As of Friday night, the High Chateau Fire in Teller County has burned over 400 acres.
No structures have been lost, but hundreds of homes have been evacuated and residents displaced.
Cripple Creek-Victor Junior/Senior High School opened up as a shelter for evacuees.
On Friday night about 20 people slept at the shelter. The Red Cross says other evacuees are staying at hotels or with family and friends.
Teller County resident Lisa Morris explains how earlier that day she saw "light smoke, gray smoke, black smoke, brown smoke" less than half a mile away from her home.
Knowing how close the fire was it "scared me to death. Started the wheels turning about what we needed to take to get out of there safely."
She says the sheriff showed up soon after that telling her she needed to get out.

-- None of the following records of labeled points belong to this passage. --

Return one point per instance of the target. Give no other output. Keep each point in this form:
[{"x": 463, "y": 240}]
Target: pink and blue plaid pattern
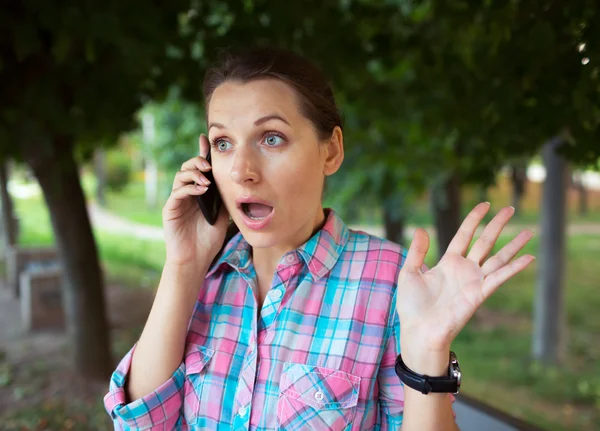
[{"x": 318, "y": 355}]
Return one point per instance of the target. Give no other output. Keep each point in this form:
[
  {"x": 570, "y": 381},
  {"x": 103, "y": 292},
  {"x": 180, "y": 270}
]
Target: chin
[{"x": 259, "y": 239}]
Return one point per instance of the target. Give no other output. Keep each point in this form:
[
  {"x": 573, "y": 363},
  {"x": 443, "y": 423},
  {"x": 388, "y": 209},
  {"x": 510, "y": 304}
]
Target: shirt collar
[{"x": 320, "y": 253}]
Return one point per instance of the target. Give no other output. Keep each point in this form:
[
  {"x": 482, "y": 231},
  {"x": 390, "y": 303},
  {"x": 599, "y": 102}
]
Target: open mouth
[{"x": 256, "y": 211}]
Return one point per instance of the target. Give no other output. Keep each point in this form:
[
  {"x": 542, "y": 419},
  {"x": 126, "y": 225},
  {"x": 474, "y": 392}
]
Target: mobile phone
[{"x": 210, "y": 202}]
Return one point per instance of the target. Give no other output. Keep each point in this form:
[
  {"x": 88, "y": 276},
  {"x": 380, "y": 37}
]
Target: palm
[{"x": 434, "y": 305}]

"I grabbed some papers and technology, and some clothes for my grandchildren…I think the most difficult part of it is things that can’t be replaced…I think about my grandmother’s quilt that I just got and I didn’t bring it."
Neighbors Dan and Ronnie Reisman were also evacuated.
Ronnie Reisman said, ‘"The sheriff was right there and all he said was "go fast."’
The couple headed to the high school and are hopeful that their beloved summer cabin is spared from the flames.
"We built it ourselves. It’s very special."
They’re not the only ones displaced by the fire. Over at the Cripple Creek Fairgrounds over a dozen evacuated animals are also adjusting to a temporary home.
Bobby Chevvaria said, "We’ve got dogs. We’ve had a few cats. We got geese, chickens, goats, and horses."
Chevvaria, an out-of-town visitor, stepping up to help without hesitation.
"If we can help that’s all we can do from this point is just help people get their animals safe and get them back safe."
The Red Cross has not said how long the shelter at the high school will be open. The only donations needed are animal crates for cats and dogs.
News 5 will continue to keep you updated on this developing story.